Das Thema der unehelichen Schwangerschaften war gesellschaftlich und moralisch bis weit ins 20. Jahrhundert hinein ein hochbrisantes Thema. Auch die rechtliche Würdigung unterschied bis in die Zeit der Bundesrepublik zwischen ehelich und unehelichen Kindern. Die gesellschaftliche Ächtung und die Bedeutung einer unehelichen Schwangerschaft fand auch Eingang in die Literatur und wird zum Beispiel in Goethes „Faust“ am Beispiel des Gretchens deutlich.

Auch in Weil der Stadt findet sich das Thema der unehelichen Schwangerschaften in diversen Überlieferungen, zum Teil nehmen diese Themen einen sehr breiten Raum ein. Die Waisengerichtsprotokolle befassen sich mit diesem Thema, auch in den Ratsprotokollen (vgl. dazu Archivalie des Monats Juni 2020 Ehebruch des Glasers Johann Jakob Cringer im Ratsprotokoll Weil der Stadt des Jahres 1657) wurden diese Fälle bzw. die Konsequenzen und Folgen aus den jeweiligen Ermittlungen ausführlich verhandelt. Aus heutiger Sicht sind die moralischen Maßstäbe der damaligen Gesellschaft nur schwerlich nachvollziehbar. Daher sollte man zumindest versuchen, gesellschaftliche und politische Entscheidungen immer aus ihrer Zeit heraus zu betrachten.

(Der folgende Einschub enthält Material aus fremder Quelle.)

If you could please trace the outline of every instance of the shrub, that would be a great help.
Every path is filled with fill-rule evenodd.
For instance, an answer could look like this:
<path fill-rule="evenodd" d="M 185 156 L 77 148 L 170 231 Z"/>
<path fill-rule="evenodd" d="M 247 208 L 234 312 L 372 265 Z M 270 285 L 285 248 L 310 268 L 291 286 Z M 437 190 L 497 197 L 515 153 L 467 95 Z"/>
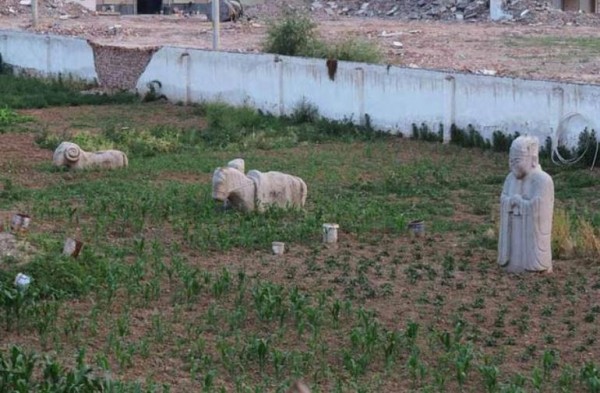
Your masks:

Die dem Skortationsprotokoll folgende Vorstellung des Falles im Rat sowie die daraufhin verhängten Strafen sind in vorliegendem Fall im Ratsprotokoll der Stadt Weil der Stadt festgehalten - diese werden wir in der Archivalie des Monats September vorstellen!

 

TRANSKRIPTION

Inquisitionsprotocollum

Über

Anna Maria …]

Schwängerung

De

1755

[…] Verhör weyl. Michel

[…] Wittib Barba-

Ra wegen ihrer Schwester

Fornication und

Schwängerung betr.

[…]

H. Stadtschultheis Gall

Syndico Keßler

Continuatio Verhör

Protocolli ZZ Weyl

d. 1oten Juniy 1755

Wurde des Michel […]

Frau Wittib Barbara

Die bey und neben ihrer

Schwester Anna Maria

Ledigen Stands auf dem

Thurnlein wohnt, und

Die impraegniert […]

Custodia forgeführt,

und constituiert die

Wahrheit zu bekunden

Wormit dieser ihro Schwester

Einen verdächthig Umb-

Gang gepflogen haben

Mochte.

Illa: des Luwig Ringlers

Tochtermann nahmens

Joseph dessen zu […]

Er […] sich mit dem

Zunahmen […]

Seye zu verschieden

Mahlen zu ihrer Schwester

Auf das Thürmlein gekommen,

auch seye der Anton

Beyerle verschiedenmahlen

Zu ihro auf und abge

Gangen.

1.   Interogabatur, wan und

zu welcher Zeit der Joseph

Kohlschter [?] zu ihrer Schwester

gegangen seye?

R: Könnte die Zeit nicht

eigenten […] es

Seye aber vor dem Herbst

Vor oder nach Galli gewesen.

2. Was dieser den bey ihr zue

Thun od zu verrichten ge

Habt?

R: Er habe nichts zu ver-

Richten gehabt, seye

Nur zum Besuch ge-

Kommen

3. Wie oft er zu ihro gekommen

Seye?

R: könnte es nicht aigenten

Sagen, meynte aber 3 bis 4

Mahl, könnte aber seyn

Daß dieser mehrmahlen

Bey ihro gewesen, sie

Wissete es aber nicht.

4.  ob sie nicht gemuthmaßet

Habe, daß der Umbgang

Dieses Kerls mit ihro

Schwester verdächtig ihro

Vorgekommen seye?

R: Hätte im mindesten

Auch nichts böhses

Gedacht.

5. Warumb sie den anfangs

Ad protocollum senatus

[…] bekennet, es hätte

Ein Metzgergesell von

Brugsall ihrer Schwester

Auf dem Feld bei Hausen

Sie geschwängeret?

R: […] Schwester hätte sie

[..] beredet.

6. Wieso denn dieses vor eine Wahrheit

Habe angeben können, als sie nicht

Dabey gewesen seye!

R: uti ad 5tum

7. Wan der angegebene Joseph

[…] bey ihro Schwester

Das letzte Mahl gewesen seye?

R: umb die verwichene

Osterzeit, welches

des Joseph Schwager

Tochter Anna Maria

ihr geofenbahrt hatte.

8. ob ihro Schwester es nicht

ihro auch gesagt habe?

R: Könnte aus Vergessen-

heit es nicht […]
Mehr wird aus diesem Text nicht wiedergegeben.